As of this writing, world population has passed the 6.6 billion mark, and “all other factors equal,” is projected to climb to about 9 billion by the middle of this century. We’re not going to make it to nine billion. Scenarios vary, but all have this in common: we are headed for a dieoff of large magnitude. This is the inescapable outcome of overpopulation and overconsumption. The fact that overshoot must be followed by collapse is as inexorable as the law of gravity.

This is about learning acceptance while at the same time fighting with all we’ve got.

The test of our character as a species will be how we face these eventualities: the global sickness of climate instability, the deaths too many to count, the enormous scale of human suffering that could have been prevented if only we had acted in time.

If we use our brains, our muscles, and our sheer will, we can reverse our misdeeds and reduce their consequences to some degree. Our ancestors have survived worse since the time when they first swung down from the trees and figured out what their opposable thumbs were for. We are the product of their success. That track record will serve us well.

However this is about more than our survival as a species. It is about our potential. It is about continuing to build upon that which makes us truly worthy of our existence. The test of our character is about whether we can, in the hour of most dire circumstances, muster the calm resolve, the compassion, and the equanimity that will be needed. The test of our character is whether we can recognize that altruism is truly in our self interest.

We are faced with what might be called an evolutionary challenge. Meeting that challenge will require not only strength of will but good will.

The only way out is up.

Pending

April 10th, 2008

We’ll be getting underway here within the next couple of months, probably leading off with the article Hospice Earth.

Many thanks to David H. for building the infrastructure and for having the patience to deal with my weird schedule.

General notes about how things work here:

In the interest of clarity, major articles will be archived as separate files from the article + discussion format. Thus you will be able to look up articles in their entirety, and look up articles + discussions, without swamping your browser or having to spend a lot of time digging to get to relevant material.

Everything on this site is assumed to be covered by terms of Creative Commons, “some rights reserved,” Attribution and Share-Alike. Subscribers’ postings are covered by these terms; authors of articles are covered unless they state otherwise.

Please conserve cusswords: use them if/where they’re truly needed, but don’t waste them.

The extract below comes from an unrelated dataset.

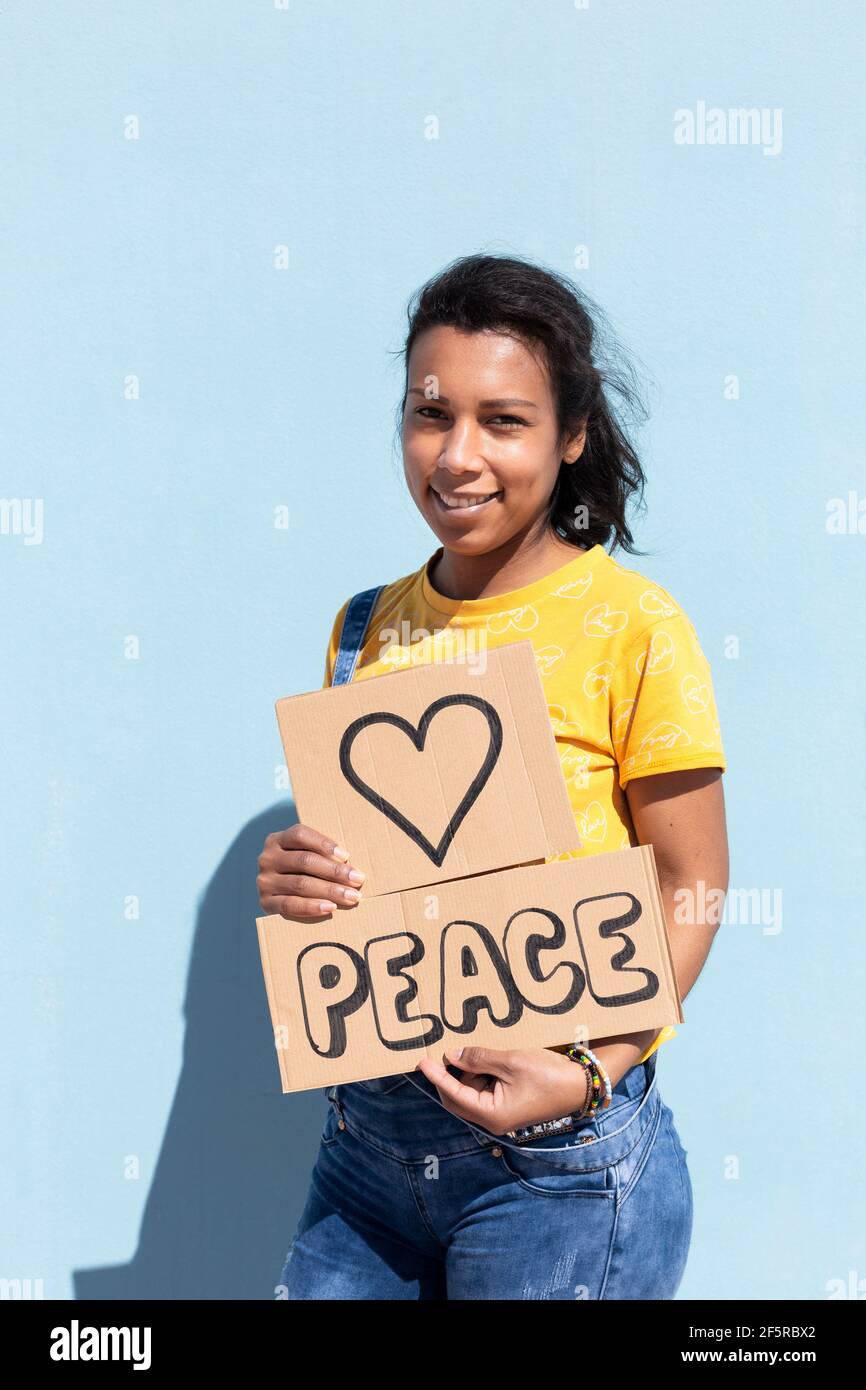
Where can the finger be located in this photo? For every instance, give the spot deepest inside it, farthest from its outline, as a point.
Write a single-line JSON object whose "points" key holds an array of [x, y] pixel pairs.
{"points": [[481, 1059], [298, 909], [314, 866], [303, 837], [305, 886], [463, 1100]]}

Advertising may be accepted, but we’re going to be selective about it. We don’t do paid endorsements within articles; if someone endorses something, you can assume they mean it and they’re not being paid to say it.

The editor/publisher reserves the right to edit or delete postings that are found to contain spam, abuse, threats, advocacy of violent crime, kiddie porn, copyright violations, etc. If you are a copyright holder and think something posted here has exceeded fair use, contact us for action.

There will not be any animated or moving content on pages that are devoted to text. This site depends on thoughtful reading & writing, and it’s annoying to read or write when your eyes are being distracted by moving blinking stuff. If there’s a need for videos and suchlike, we’ll create dedicated areas for it.

Privacy policy: We will never provide your personal information to any third party for any reason, with the usual exception of law enforcement / defense agencies acting under relevant statutes. (Always beware of privacy policies that are long and complicated, as fine print provides hiding places for weasels.)

For now I’ll leave you to contemplate some of the most inspiring words ever written in the English language:

“We hold these truths to be self-evident, that all (persons) are created equal, that they are endowed by their Creator with certain unalienable Rights, that among these are Life, Liberty, and the pursuit of Happiness.”
-the Founders (Jefferson with help from Franklin et. al.)

And as well, words of caution:

“The most powerful force in the universe is compound interest”
-Albert Einstein (referring to the exponential function)

“The extinction of the human race will come from its inability to emotionally comprehend the exponential function.”